Rice University (Houston, Texas) scientist Rouzbeh Shahsavari performed an atom-level computer analysis of tobermorite, a naturally occurring crystalline analog to the calcium-silicate-hydrate that comprises cement and holds concrete together.
By understanding the structure, researchers hope to make concrete stronger, tougher, and better able to deform without cracking under stress.
Tobermorite forms in layers, like paper stacks, that solidify into particles. These particles often have screw dislocations and shear defects that help relieve stress by allowing layers to slide past each other. Alternately, they can allow the layers to slip only a little before the jagged defects lock them into place.
Shahsavari’s team built computer models of tobermorite “super cells,” with dislocations either perpendicular to or in parallel with layers in the material, and then applied shear force. They found that defect-free tobermorite deformed easily as water molecules caught between layers helped them glide past each other.

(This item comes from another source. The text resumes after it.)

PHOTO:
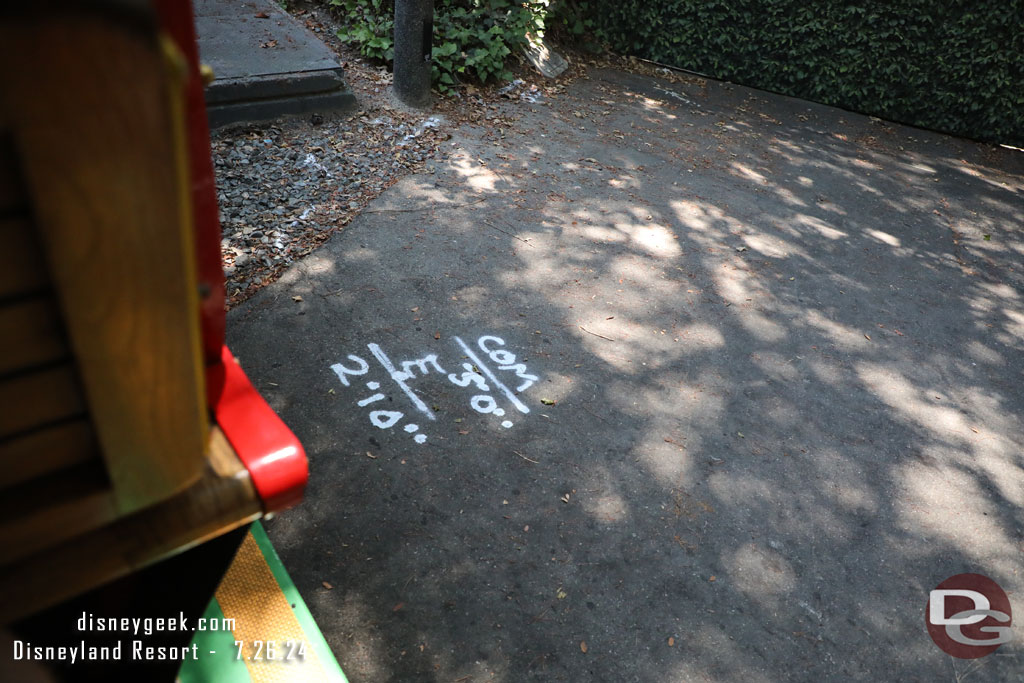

But in particles with screw defects, the layers only glided so far before being locked into place by tooth-like core dislocations. That effectively passed the buck to the next layer, which glided until caught—relieving stress without cracking.
“The insight we get from this study is that unlike the common intuition that defects are detrimental for materials, when it comes to complex layered crystalline systems such as tobermorite, this is not the case,” says Shahsavari. “Rather, the defects can lead to dislocation jogs in certain orientations, which act as a bottleneck for gliding, thus increasing the yield stress and toughness.”